Unfortunately, the downturn is placing pressure on a lot of organizations to do layoffs. In recent days we have read about them at GM, eBay, and Tesla (the electric car company). And there are going to be a lot more. I have written quite a bit about downsizing, as much of my earlier research focused on organizational decline and death. You can see some of my major arguments summarized here, here, and here at Harvard Online. One big lesson from research on downsizing is that when organizations hold-off on layoffs as long as possible and do less deep cuts, they tend to bounce back faster (compared to similar organizations that rely more heavily on layoffs) when the upturn hits (especially organizations with skilled workers). This happens, in part, because they save recruiting and training costs when the demand for their people returns, and by keeping their experienced workforce around, they can move more effectively than competitors who are scrambling to hire and train new employees with the right skills. I noticed, for example, that Toyota is using the downturn to train employees — to increase the skills of their existing workforce so that, when demand increases again, they can come back even stronger.
The other lesson I take away from the research on downsizing is that, if you must do layoffs, do it in a manner that gives people as much predictability about how and when it will be done, as much understanding about why it is necessary for business reasons, and as much control over their lives in the process. Finally, expressing human compassion to those who lose jobs, those who stay (who are losing friends, may feel guilty for not being cut, and also often fear the next round of cuts) , and the surrounding community also helps everyone get through tough times, and increases productivity and loyalty among those employees who survive layoffs.
I was also reminded of another lesson about layoffs from an email exchange I've been having with Bill Burnett, over at Superinnovator. A downturn can be an opportunity to get rid of incompetent people and, of course, destructive assholes. But beware of the evils of using layoffs as a reason to expel everyone in your organization who does not act, think, and look like everyone else — beware that most of us are prone to hold an overly narrow image of a "good employee." As I show in Weird Ideas that Work, since we human-beings have powerful and positive emotional reactions to people who are "just like us," and equally powerful negative reactions to people who are "different," the hiring process in most organizations acts to "bring in the clones." Or as Harvard's Rosabeth Moss Kanter famously put it her classic Men and Women of the Corporation, organizations engage in "homosocial reproduction."

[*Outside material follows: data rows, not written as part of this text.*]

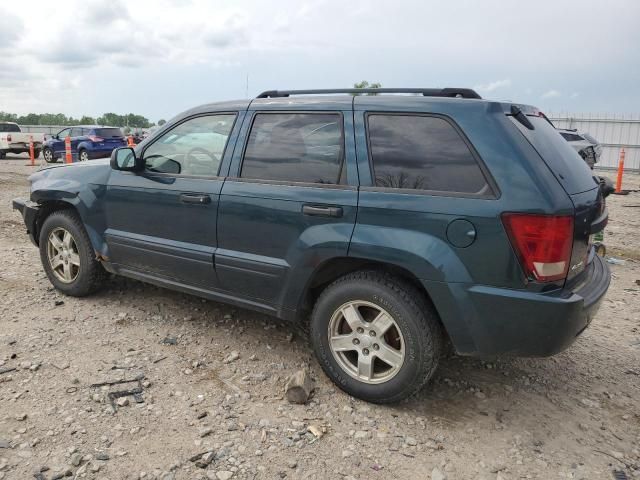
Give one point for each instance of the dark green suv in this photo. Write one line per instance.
(389, 223)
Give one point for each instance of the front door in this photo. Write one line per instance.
(287, 205)
(162, 222)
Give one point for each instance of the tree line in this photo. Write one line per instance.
(111, 119)
(130, 120)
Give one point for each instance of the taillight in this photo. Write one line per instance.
(542, 242)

As this Dilbert cartoon suggests, the same psychological forces that cause leaders to bring in the clones during the hiring process can also cause them to (unwittingly)get rid of the people who think differently than everyone else and perhaps are prone to constructive argument. So a risk of the layoff process in many organizations is that it drives out the variation and diversity so essential to innovation in every organization. Take a close look at the people you are keeping versus those you are cutting. Are you unwittingly protecting the clones, those people just like your favorite person — yourself? And are you consistently expelling able people who make you squirm, who give you the creeps at Scott Adams put it, but who will assure that your organization won't be condemned to be stuck in the past?